Here is a link to today’s readings.
The election is finally over! So many people have echoed this sentiment of relief recently. It was a bitter election after all, a divisive and vitriolic campaign. Even the aftermath isn’t pretty. Some people are scared about their safety and unsure of how welcome they are in America. Others are triumphant, feeling they have sent a message to Washington. Christians attending the same church are still angry with one another. There are feelings of betrayal, name calling, and gloating. In the course of all this, friendships have been strained and some have broken. Even families have been divided. The election is over, yes, but the pain continues.
Last week, I reminded all of us that Christ is King and that our hope must be in Him and not in any political party or candidate. Whether we won or lost, we must continue to do the work of the Gospel with the sure hope that God is sovereign and that God’s will, the Kingdom of God, cannot ultimately be frustrated.
Of course, there is a cozy kind of Catholicism that gets a bit too comfortable.

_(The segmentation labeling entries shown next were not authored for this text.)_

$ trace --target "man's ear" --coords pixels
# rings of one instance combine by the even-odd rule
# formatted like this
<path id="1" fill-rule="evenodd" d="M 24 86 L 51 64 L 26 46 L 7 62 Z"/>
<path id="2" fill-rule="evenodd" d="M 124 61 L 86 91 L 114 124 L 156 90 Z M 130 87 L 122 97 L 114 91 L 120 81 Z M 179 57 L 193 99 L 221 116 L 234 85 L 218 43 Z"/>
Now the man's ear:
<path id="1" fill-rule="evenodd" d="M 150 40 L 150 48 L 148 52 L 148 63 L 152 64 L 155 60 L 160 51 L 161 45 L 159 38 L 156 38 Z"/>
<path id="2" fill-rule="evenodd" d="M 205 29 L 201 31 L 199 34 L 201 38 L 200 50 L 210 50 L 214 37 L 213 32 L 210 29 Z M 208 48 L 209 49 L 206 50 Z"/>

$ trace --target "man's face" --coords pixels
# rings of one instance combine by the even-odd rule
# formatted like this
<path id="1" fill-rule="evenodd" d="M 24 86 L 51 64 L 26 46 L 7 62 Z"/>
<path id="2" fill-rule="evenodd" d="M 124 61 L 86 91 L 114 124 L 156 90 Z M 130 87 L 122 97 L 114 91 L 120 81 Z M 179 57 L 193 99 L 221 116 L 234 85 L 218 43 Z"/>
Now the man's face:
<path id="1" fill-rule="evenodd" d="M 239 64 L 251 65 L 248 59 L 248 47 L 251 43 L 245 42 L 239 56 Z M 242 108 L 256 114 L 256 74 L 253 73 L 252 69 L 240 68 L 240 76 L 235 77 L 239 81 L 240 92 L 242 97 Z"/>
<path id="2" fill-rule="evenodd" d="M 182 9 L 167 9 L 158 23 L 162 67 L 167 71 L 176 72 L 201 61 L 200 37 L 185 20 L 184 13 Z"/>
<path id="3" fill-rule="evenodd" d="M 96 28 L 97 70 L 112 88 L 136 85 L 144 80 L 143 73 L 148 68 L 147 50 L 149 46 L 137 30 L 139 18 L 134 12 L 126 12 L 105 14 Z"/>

It is emptied of the Cross, and therefore emptied of the real Christ. It prizes peace above all else, but not necessarily a peace that is built on justice. It is not true peace but only tranquility. Martin Luther King, Jr., in his Letter from Birmingham Jail in 1963, called it “order” and “a negative peace which is the absence of tension” as opposed to “a positive peace which is the presence of justice.” Catholics are baptized to share in the ministry of Christ as priest, prophet, and king. As prophets, we can’t settle for cozy Catholicism. Order and negative peace will never satisfy the demands of our faith. We must work for a more just society. In this election, Catholics could not be cozy with either candidate. They both raised serious moral concerns. Now, we have a victor, and we must work to mitigate the moral violations in his platform while encouraging the good that is there. Yet, doing so requires that we step out of what theologian Johann Baptist Metz calls “bourgeois Christianity,” and when we do so, we are in risky territory. We are on the way of the Cross. We may lose friends we thought were loyal and family members may turn against us for rocking the boat.
Have you experienced this? Has your conscience brought you into conflict with others with whom you were surprised to have a disagreement? Have you lost respect for someone you thought you knew well but whose own language/behavior this election revealed a different character? At first, this all feels terrible and terribly unchristian. In reality, it is a tension that our Christian faith anticipates when trying to operate in a broken and sinful world.
This week’s readings help us to put the heartache into a faith perspective. Jesus reminded His followers: “You will even be handed over by parents, brothers, relatives, and friends, and they will put some of you to death. You will be hated by all because of my name….” I guess we can be grateful if all we are dealing with is being unfriended or attacked on social media. Jesus said it could be a lot worse! And if you are feeling bad about the division in the Church, you should!… but not so bad that you settle for “negative peace” and “order” instead of “positive peace which is the presence of justice.” Take comfort in Paul’s letters. Today’s second reading is a great example of the problems in the churches that Paul constantly had to address. Right from the beginning, there were tensions that were threatening Christian unity (even differences among the Apostles).
There is some solace in knowing that the Church has survived these tensions before. There is also comfort in remembering that our relationship with Christ, to which all other relationships must be ordered, may lead to tensions, even deadly violence in the worst cases. We have seen that too much around the globe lately. The comfort, in this case, comes in two forms. If you have a love for criminal justice, then perhaps the first reading is for you. “Lo, the day is coming, blazing like an oven, when all the proud and all evildoers will be stubble, and the day that is coming will set them on fire, leaving them neither root nor branch, says the LORD of hosts.” Did that make you feel better? If you are more like me, you prefer to think not of vindication but of God’s ultimate triumph, expressed in the Psalm this way: “for he comes to rule the earth, He will rule the world with justice and the peoples with equity.” Even if family and friends turn against us, “not a hair on your head will be destroyed” and “By your perseverance you will secure your lives.”
Until that day, let’s turn to two saints for advice. Saint Augustine dealt with plenty of theological and political division and tension in the 4th-5th C. (and he didn’t always handle it well). A popular expression attributed to Augustine, and certainly approved by the Church, is this: “In essentials, unity; in doubtful matters, liberty; in all things, charity.” Good advice also comes from the first American citizen saint, whose feast day would be today if it were not a Sunday, St. Frances Xavier Cabrini. In fitting words for both the end of the election season and the end of the Jubilee Year of Mercy, Mother Cabrini reminds us that prayer is the answer. “Prayer fills the world with mercy,” she said. That sounds like exactly what we need.